I have been experimenting with hand-made folders and bindings for folios of prints. Constructed in the same way as the outer case or binding of a hardback book, such a folder really finishes off the presentation of a collection of artworks beautifully.
My first style is made simply of bookbinder’s board covered in buckram with a printed label pasted to the front. The inner of the folder has foldout edges made from heavy-grade watercolour paper or acid-free sketching paper to prevent the prints from slipping out when the folder is closed. Everything is fixed shut by a ribbon which is inserted and pasted into small slits in the covering material on the front and back. There is no spine to this folder which is perfect for small numbers of prints.
For collections of larger numbers of prints a spine is necessary to prevent the folder from compressing and possibly damaging the contents. This version with a 3/4 inch spine can comfortably hold 15 prints or more on 310gsm paper. The construction shown here is slightly different as I wanted to inlay the title plate. The front cover is made of two boards pasted together, the top one having a window cut out of the same size as the name plate. This inlaid section will hold the title plate and prevent it from standing proud of the surface and being damaged by anything else which it rubs against.
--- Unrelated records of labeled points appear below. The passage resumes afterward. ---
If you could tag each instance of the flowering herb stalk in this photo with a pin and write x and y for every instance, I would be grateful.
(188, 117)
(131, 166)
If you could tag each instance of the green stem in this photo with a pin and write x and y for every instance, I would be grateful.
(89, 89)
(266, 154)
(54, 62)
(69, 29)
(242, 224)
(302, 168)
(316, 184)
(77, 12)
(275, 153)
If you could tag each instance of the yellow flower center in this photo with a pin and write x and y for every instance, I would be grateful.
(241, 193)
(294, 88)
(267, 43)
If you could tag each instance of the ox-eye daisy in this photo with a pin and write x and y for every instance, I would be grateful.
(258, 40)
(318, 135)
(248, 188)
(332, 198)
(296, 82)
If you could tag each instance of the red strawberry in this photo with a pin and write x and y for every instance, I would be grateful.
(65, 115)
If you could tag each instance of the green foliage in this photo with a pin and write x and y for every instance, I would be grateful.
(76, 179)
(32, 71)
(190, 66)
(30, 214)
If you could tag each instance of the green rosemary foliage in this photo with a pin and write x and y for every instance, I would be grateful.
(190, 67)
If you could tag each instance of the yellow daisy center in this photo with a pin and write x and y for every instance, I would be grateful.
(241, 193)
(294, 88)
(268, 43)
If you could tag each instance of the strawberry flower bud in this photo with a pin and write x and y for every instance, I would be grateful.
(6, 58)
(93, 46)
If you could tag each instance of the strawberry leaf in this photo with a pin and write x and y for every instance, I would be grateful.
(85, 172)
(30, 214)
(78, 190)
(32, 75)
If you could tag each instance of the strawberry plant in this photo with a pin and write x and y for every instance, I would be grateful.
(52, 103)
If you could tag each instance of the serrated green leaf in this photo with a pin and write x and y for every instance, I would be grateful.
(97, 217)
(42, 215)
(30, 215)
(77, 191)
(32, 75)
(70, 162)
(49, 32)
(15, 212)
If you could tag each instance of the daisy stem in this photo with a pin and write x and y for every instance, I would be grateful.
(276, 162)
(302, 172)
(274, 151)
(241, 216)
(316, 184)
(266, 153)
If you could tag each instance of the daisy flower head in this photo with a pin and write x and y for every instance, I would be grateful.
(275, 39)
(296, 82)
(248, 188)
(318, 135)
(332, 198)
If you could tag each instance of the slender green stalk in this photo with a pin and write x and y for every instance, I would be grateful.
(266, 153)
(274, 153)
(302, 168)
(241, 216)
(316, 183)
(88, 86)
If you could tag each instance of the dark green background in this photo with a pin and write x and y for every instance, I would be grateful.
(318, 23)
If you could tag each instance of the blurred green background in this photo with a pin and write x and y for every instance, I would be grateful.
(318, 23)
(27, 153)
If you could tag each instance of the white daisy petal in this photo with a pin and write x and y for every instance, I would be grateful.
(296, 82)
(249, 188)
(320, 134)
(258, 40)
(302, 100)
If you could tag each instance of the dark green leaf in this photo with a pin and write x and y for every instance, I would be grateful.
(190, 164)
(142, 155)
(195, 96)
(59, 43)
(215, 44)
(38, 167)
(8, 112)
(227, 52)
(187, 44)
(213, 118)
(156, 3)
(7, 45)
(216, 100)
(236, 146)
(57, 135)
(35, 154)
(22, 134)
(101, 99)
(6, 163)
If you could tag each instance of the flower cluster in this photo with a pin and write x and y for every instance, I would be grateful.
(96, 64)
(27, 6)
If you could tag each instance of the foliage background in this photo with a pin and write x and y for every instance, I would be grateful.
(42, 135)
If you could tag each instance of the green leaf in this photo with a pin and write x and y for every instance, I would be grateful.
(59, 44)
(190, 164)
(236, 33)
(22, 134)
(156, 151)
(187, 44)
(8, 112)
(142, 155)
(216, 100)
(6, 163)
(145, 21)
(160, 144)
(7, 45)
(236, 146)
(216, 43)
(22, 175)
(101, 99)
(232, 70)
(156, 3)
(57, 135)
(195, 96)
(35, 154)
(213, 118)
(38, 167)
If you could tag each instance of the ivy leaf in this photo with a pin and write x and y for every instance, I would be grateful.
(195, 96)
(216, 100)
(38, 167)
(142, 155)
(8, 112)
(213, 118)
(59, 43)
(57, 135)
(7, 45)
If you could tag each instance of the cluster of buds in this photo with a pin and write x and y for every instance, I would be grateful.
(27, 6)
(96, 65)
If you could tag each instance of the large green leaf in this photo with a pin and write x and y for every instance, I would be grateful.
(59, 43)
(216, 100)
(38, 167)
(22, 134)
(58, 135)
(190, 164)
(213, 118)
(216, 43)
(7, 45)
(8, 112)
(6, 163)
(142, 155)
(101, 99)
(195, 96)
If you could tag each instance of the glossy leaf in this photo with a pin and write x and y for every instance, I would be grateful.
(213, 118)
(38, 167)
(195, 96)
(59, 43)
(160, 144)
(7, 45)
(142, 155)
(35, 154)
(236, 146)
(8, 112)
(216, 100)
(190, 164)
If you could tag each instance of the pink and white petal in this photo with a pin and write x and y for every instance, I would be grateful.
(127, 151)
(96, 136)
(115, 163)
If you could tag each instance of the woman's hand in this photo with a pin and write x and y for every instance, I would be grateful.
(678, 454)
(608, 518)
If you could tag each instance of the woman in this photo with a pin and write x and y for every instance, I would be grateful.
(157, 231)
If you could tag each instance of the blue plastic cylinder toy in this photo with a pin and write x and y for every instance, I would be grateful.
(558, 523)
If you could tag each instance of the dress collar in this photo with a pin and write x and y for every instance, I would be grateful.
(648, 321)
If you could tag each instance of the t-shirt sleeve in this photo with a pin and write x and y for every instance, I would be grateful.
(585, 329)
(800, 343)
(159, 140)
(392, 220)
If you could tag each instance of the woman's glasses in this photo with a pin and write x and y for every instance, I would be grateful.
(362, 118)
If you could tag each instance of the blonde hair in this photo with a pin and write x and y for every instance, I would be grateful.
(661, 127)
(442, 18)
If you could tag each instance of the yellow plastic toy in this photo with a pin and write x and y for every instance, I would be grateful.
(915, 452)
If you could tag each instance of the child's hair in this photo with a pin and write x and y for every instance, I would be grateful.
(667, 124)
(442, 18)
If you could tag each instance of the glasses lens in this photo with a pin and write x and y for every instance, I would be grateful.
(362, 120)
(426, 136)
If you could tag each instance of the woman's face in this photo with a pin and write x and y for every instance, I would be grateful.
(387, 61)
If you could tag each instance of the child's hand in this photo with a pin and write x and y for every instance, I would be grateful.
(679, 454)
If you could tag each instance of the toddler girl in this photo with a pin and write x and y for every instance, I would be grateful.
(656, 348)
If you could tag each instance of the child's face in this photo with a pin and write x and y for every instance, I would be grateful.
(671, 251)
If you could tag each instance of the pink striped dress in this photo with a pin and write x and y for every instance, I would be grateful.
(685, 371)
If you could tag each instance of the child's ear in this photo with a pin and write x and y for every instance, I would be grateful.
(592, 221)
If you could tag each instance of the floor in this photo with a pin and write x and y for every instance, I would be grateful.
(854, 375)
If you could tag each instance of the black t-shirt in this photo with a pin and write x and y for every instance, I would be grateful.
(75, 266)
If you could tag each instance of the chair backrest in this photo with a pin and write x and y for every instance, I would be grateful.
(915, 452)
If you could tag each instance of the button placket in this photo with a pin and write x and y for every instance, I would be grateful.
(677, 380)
I initially wanted the plate to be a brass etching. However, having spent many hours testing (and failing) some of the many suggestions available on the web for using toner transfer to create an etching mask, I have given up! I would love to pursue this further when time permits but so far I have come no where near the result I envisaged.
When talking to Chris Tancock recently, I promised to come up with a list of photographers’ websites which, in my own opinion, are especially worth visiting. Not all those on my list are pinholers but most, in fact, are. A blog seems an eminently good place to publish this so here goes. I have no doubt missed off many wonderful artists and they are in no particular order. The comments are mine…
Katie Cooke – wonderful thought-provoking pinhole self-portraits.
Gregg Kemp – inventive and insightful work, especially his lunar images.
Sean Duggan – polished and intriguing pinhole images.
Wayne Belger – the medium is the message, mind-blowing and fascinating cameras and images.
Bethany de Forest – finely-crafted, astonishing scenarios and dioramas.
Patrick Caloz – master of the townscape, look out for his Venice series. Stunning landscapes too.
Pierre-Olivier Boulant – continually interesting representations of the everyday.
Scott Speck – breathtaking super-wide images of architecture.
Danny Kalkhoven – strong colour work.
Chris Ellinger – the master of Zone Plate.
Dorothy Shoes – quirky, imaginative, engaging, full of fun.
Bill Schwab – beautiful minimalism.
Katie Cooke – perceptive, crafted lensed portraits.
Susan Burnstine – toy camera images full of soul and texture.
Ken Merfeld – words cannot express the staggeringly emotive effect of his work. Superlatives are insufficient.